Spyglass currently relies on picamera2's default main-stream pixel format, which is XBGR8888 (4 bytes/pixel). The Pi V4L2 H264 and MJPEG hardware encoders both accept YUV420 natively (1.5 bytes/pixel — 2.7× less DMA bandwidth) — so asking libcamera to deliver YUV420 directly avoids both the colour-space conversion inside the encoder and a large amount of memory bandwidth on the camera→ISP→encoder path.

This PR adds proactive format selection in the CSI camera path:

  • Camera._main_stream_config(width, height) is a new extension point on the abstract Camera base — the default returns {"size": (w, h)} (i.e. USB cameras are unchanged).
  • CSI._main_stream_config enumerates the formats libcamera actually advertises for the VideoRecording role via picam2.camera.generate_configuration([VideoRecording]).at(0).formats.pixel_formats and picks the first entry from a preference list ("YUV420", "BGR888", "RGB888", "XBGR8888", "XRGB8888") that the camera supports. These five formats are exactly the intersection of what the V4L2 HW encoder and the SW JpegEncoder both accept (see picamera2.encoders.v4l2_encoder._v4l2_format and picamera2.encoders.jpeg_encoder); requesting anything else risks the encoder failing at start_encoder() with RuntimeError("Unrecognised format ...").
  • If the libcamera query fails, or none of the preferred formats are supported, we fall back to omitting the format key entirely, which preserves the previous picamera2 default — i.e. this PR can only ever match-or-improve the previous behaviour.
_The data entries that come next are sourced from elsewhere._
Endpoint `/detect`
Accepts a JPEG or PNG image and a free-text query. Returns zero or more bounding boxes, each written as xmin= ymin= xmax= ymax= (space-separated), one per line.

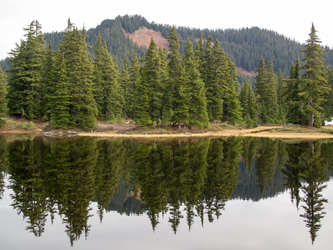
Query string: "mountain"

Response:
xmin=2 ymin=15 xmax=333 ymax=76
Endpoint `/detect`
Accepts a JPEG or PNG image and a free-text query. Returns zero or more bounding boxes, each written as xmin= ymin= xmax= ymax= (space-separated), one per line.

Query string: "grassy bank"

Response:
xmin=2 ymin=116 xmax=333 ymax=140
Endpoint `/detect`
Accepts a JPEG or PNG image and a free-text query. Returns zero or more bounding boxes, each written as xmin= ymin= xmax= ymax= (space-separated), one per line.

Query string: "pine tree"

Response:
xmin=323 ymin=68 xmax=333 ymax=121
xmin=51 ymin=51 xmax=71 ymax=128
xmin=265 ymin=60 xmax=278 ymax=122
xmin=223 ymin=57 xmax=243 ymax=124
xmin=299 ymin=23 xmax=330 ymax=127
xmin=119 ymin=56 xmax=130 ymax=116
xmin=7 ymin=20 xmax=46 ymax=119
xmin=58 ymin=20 xmax=97 ymax=129
xmin=133 ymin=67 xmax=151 ymax=127
xmin=127 ymin=52 xmax=140 ymax=119
xmin=204 ymin=36 xmax=223 ymax=121
xmin=145 ymin=38 xmax=163 ymax=125
xmin=0 ymin=67 xmax=7 ymax=127
xmin=93 ymin=32 xmax=105 ymax=118
xmin=255 ymin=58 xmax=278 ymax=123
xmin=194 ymin=33 xmax=205 ymax=75
xmin=276 ymin=69 xmax=286 ymax=123
xmin=101 ymin=43 xmax=123 ymax=121
xmin=42 ymin=42 xmax=55 ymax=122
xmin=283 ymin=58 xmax=307 ymax=124
xmin=159 ymin=48 xmax=173 ymax=125
xmin=173 ymin=64 xmax=189 ymax=129
xmin=167 ymin=27 xmax=182 ymax=127
xmin=240 ymin=78 xmax=257 ymax=127
xmin=184 ymin=37 xmax=209 ymax=128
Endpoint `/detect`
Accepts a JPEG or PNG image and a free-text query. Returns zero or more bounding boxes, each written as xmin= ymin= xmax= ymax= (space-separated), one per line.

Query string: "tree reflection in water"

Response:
xmin=0 ymin=136 xmax=331 ymax=246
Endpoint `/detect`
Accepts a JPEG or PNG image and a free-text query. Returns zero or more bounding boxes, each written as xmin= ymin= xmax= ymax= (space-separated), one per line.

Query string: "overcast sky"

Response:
xmin=1 ymin=0 xmax=332 ymax=60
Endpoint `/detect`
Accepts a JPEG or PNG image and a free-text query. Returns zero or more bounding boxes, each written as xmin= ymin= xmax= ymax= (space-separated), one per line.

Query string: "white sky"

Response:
xmin=0 ymin=0 xmax=332 ymax=60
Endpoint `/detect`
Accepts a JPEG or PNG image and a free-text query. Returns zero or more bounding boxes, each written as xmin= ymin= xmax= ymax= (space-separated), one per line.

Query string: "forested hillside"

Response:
xmin=2 ymin=15 xmax=333 ymax=75
xmin=1 ymin=16 xmax=333 ymax=130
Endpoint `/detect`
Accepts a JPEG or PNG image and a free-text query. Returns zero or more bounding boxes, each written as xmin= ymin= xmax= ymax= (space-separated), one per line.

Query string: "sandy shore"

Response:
xmin=78 ymin=126 xmax=333 ymax=140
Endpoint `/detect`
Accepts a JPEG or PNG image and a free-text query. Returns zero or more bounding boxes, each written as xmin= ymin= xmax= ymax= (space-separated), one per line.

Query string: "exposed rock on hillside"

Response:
xmin=123 ymin=27 xmax=169 ymax=49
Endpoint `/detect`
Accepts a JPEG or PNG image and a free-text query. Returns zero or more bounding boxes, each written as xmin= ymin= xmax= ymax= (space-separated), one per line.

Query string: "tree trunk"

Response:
xmin=178 ymin=121 xmax=181 ymax=130
xmin=309 ymin=113 xmax=314 ymax=127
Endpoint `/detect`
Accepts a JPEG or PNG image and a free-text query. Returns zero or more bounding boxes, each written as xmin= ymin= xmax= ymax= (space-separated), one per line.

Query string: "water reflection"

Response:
xmin=0 ymin=136 xmax=332 ymax=246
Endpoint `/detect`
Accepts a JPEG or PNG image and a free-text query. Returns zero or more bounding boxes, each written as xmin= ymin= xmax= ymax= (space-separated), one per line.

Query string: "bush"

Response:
xmin=16 ymin=121 xmax=35 ymax=130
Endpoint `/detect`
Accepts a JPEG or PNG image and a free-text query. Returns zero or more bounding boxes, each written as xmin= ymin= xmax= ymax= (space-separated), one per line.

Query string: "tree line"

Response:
xmin=0 ymin=20 xmax=332 ymax=129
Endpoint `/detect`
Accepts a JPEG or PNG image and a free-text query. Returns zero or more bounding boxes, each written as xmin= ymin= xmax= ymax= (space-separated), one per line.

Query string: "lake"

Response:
xmin=0 ymin=136 xmax=332 ymax=249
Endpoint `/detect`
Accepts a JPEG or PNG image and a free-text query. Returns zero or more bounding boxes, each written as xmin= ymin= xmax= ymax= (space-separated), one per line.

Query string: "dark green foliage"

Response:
xmin=2 ymin=15 xmax=333 ymax=76
xmin=323 ymin=68 xmax=333 ymax=121
xmin=126 ymin=52 xmax=140 ymax=119
xmin=133 ymin=67 xmax=151 ymax=127
xmin=42 ymin=42 xmax=55 ymax=122
xmin=299 ymin=24 xmax=330 ymax=127
xmin=203 ymin=36 xmax=223 ymax=121
xmin=0 ymin=68 xmax=8 ymax=127
xmin=184 ymin=37 xmax=209 ymax=128
xmin=255 ymin=58 xmax=278 ymax=123
xmin=223 ymin=58 xmax=243 ymax=124
xmin=240 ymin=78 xmax=257 ymax=128
xmin=56 ymin=20 xmax=97 ymax=128
xmin=119 ymin=56 xmax=130 ymax=116
xmin=93 ymin=33 xmax=123 ymax=121
xmin=283 ymin=58 xmax=307 ymax=124
xmin=50 ymin=51 xmax=71 ymax=128
xmin=7 ymin=20 xmax=46 ymax=119
xmin=134 ymin=38 xmax=164 ymax=127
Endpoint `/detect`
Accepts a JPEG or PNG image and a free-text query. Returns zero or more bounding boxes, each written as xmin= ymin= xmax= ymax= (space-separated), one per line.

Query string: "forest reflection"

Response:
xmin=0 ymin=136 xmax=332 ymax=246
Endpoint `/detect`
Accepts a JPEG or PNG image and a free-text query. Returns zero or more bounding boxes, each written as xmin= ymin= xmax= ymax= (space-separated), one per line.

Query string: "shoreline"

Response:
xmin=2 ymin=124 xmax=333 ymax=140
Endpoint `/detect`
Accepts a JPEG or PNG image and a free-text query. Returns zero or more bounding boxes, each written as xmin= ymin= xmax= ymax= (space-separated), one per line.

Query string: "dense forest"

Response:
xmin=2 ymin=15 xmax=333 ymax=75
xmin=0 ymin=16 xmax=333 ymax=129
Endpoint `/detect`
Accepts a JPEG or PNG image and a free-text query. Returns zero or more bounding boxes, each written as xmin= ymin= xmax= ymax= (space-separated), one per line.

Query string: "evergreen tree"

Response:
xmin=265 ymin=60 xmax=278 ymax=121
xmin=240 ymin=78 xmax=257 ymax=127
xmin=194 ymin=33 xmax=205 ymax=75
xmin=184 ymin=37 xmax=209 ymax=128
xmin=276 ymin=69 xmax=286 ymax=123
xmin=127 ymin=52 xmax=140 ymax=119
xmin=146 ymin=38 xmax=163 ymax=125
xmin=255 ymin=58 xmax=278 ymax=123
xmin=58 ymin=20 xmax=97 ymax=128
xmin=283 ymin=58 xmax=307 ymax=124
xmin=7 ymin=20 xmax=46 ymax=119
xmin=50 ymin=51 xmax=71 ymax=128
xmin=223 ymin=58 xmax=243 ymax=124
xmin=42 ymin=42 xmax=55 ymax=122
xmin=167 ymin=27 xmax=182 ymax=127
xmin=93 ymin=32 xmax=105 ymax=118
xmin=323 ymin=68 xmax=333 ymax=121
xmin=93 ymin=33 xmax=123 ymax=121
xmin=133 ymin=66 xmax=151 ymax=127
xmin=299 ymin=23 xmax=330 ymax=127
xmin=0 ymin=67 xmax=8 ymax=127
xmin=173 ymin=64 xmax=189 ymax=129
xmin=119 ymin=56 xmax=130 ymax=116
xmin=159 ymin=48 xmax=173 ymax=125
xmin=204 ymin=36 xmax=223 ymax=121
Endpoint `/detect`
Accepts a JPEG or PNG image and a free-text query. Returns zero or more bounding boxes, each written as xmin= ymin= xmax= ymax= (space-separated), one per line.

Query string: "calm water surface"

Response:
xmin=0 ymin=136 xmax=332 ymax=249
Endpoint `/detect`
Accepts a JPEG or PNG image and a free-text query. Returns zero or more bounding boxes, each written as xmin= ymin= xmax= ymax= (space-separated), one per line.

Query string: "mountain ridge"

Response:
xmin=2 ymin=15 xmax=333 ymax=76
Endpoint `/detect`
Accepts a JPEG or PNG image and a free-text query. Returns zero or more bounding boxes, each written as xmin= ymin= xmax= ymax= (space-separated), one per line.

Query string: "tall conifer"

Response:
xmin=58 ymin=20 xmax=97 ymax=128
xmin=7 ymin=20 xmax=45 ymax=119
xmin=127 ymin=52 xmax=140 ymax=119
xmin=299 ymin=23 xmax=329 ymax=127
xmin=0 ymin=67 xmax=7 ymax=127
xmin=184 ymin=37 xmax=209 ymax=128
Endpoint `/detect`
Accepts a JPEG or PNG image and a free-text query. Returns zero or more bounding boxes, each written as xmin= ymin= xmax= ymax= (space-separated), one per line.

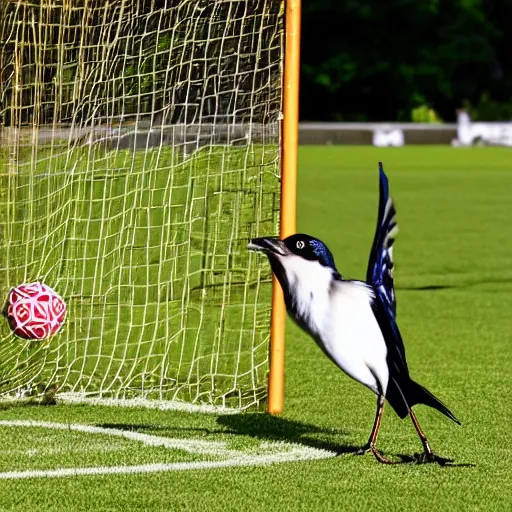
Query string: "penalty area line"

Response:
xmin=0 ymin=420 xmax=336 ymax=480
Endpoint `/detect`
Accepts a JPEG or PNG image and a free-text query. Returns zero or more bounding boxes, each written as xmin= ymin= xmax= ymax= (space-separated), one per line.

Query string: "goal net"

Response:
xmin=0 ymin=0 xmax=283 ymax=411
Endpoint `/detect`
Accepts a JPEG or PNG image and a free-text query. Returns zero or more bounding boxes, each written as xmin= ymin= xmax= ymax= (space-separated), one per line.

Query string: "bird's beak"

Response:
xmin=248 ymin=236 xmax=287 ymax=256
A reactive try/except around picam2.configure() was tried first but rejected: libcamera's validate() returns Adjusted (not Invalid) for many unsupported formats, silently substituting e.g. RGB161616YUYV. picam2.configure() then succeeds, only for the MJPEG encoder to crash downstream because YUYV is not in its format table. Proactive enumeration avoids that whole class of failure mode.

Measured CPU impact

Raspberry Pi 4B, Camera Module 3 (IMX708), 1920×1080 @ 30 FPS, hardware encoders, sampled with ps -p $PID -o pcpu:

Scenario upstream/develop (XBGR8888) This PR (YUV420) Reduction
Idle (encoders running, no WebRTC) 89.1% (87.5–90.6%) ~54% (40–72%) ~39%
Live WebRTC 93.0% (91.1–94.6%) ~67% (52–100%) ~28%

Note: this PR does not include the lazy-encoder changes in #146 — these numbers are with both encoders running eagerly, which is the current develop behaviour. The two PRs compose: with lazy encoders enabled and only one of MJPEG/WebRTC active, idle drops to ~0% (per #146) and the live overhead also benefits from the smaller main stream.

Tested

  • All existing unit tests pass (129 → 134, +5 new tests for the format-selection path).
  • Smoke-tested on a Pi 4B + Camera Module 3:
    • Happy path: libcamera log shows configuring streams: (0) 1920x1080-YUV420/Rec709 (no “Camera configuration has been adjusted!” message — proof that libcamera honoured our pick exactly), /snapshot returns a valid 1920×1080 JPEG.
    • Fall-through path: temporarily prepended a RGB161616 entry to the preference list — confirmed our INFO log fires (Main stream using 'YUV420' (preferred 'RGB161616' not supported by camera)), service starts cleanly, /snapshot still valid.
  • The new tests/test_camera_configure.py covers: top-preference picked, fall-through to next supported preference, no-overlap returns no format key, libcamera enumeration RuntimeError is handled, base Camera does not enumerate (so USB path is untouched).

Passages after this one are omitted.